Four dimensional "old minimal" N=2 supersymmetrization of R^4

TL;DR

This paper constructs a four-dimensional N=2 supergravity Lagrangian with R^4 terms in superspace, analyzes auxiliary fields, and discusses their eliminability, providing insights into higher-derivative supergravity theories.

Contribution

It presents the first superspace formulation of R^4 terms in N=2 supergravity without local SO(2) symmetry and analyzes auxiliary field dynamics.

Findings

Auxiliary fields in Weyl and vector multiplets have derivatives and cannot be eliminated on-shell.

Auxiliary fields in the nonlinear multiplet do not have derivatives and can be eliminated.

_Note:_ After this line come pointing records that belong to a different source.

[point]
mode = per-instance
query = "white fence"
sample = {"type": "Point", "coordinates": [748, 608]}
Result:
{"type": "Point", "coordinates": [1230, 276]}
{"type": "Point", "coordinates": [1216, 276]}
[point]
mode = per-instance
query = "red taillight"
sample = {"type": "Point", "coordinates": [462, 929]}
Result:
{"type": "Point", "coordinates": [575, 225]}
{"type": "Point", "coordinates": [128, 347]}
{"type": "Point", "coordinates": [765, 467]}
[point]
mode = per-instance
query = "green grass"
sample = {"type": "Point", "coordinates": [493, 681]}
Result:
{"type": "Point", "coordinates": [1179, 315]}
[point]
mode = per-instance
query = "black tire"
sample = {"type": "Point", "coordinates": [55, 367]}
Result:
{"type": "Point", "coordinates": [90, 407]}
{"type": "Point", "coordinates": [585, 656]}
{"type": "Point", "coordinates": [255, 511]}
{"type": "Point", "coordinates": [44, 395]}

Leading terms of the Lagrangian allow for auxiliary field elimination.

Abstract

We write in superspace the lagrangian containing the fourth power of the Weyl tensor in the "old minimal" d=4, N=2 supergravity, without local SO(2) symmetry. Using gauge completion, we analyze the lagrangian in components. We find out that the auxiliary fields which belong to the Weyl and compensating vector multiplets have derivative terms and therefore cannot be eliminated on-shell. Only the auxiliary fields which belong to the compensating nonlinear multiplet do not get derivatives and could still be eliminated; we check that this is possible in the leading terms of the lagrangian. We compare this result to the similar one of "old minimal" N=1 supergravity and we comment on possible generalizations to other versions of N=1,2 supergravity.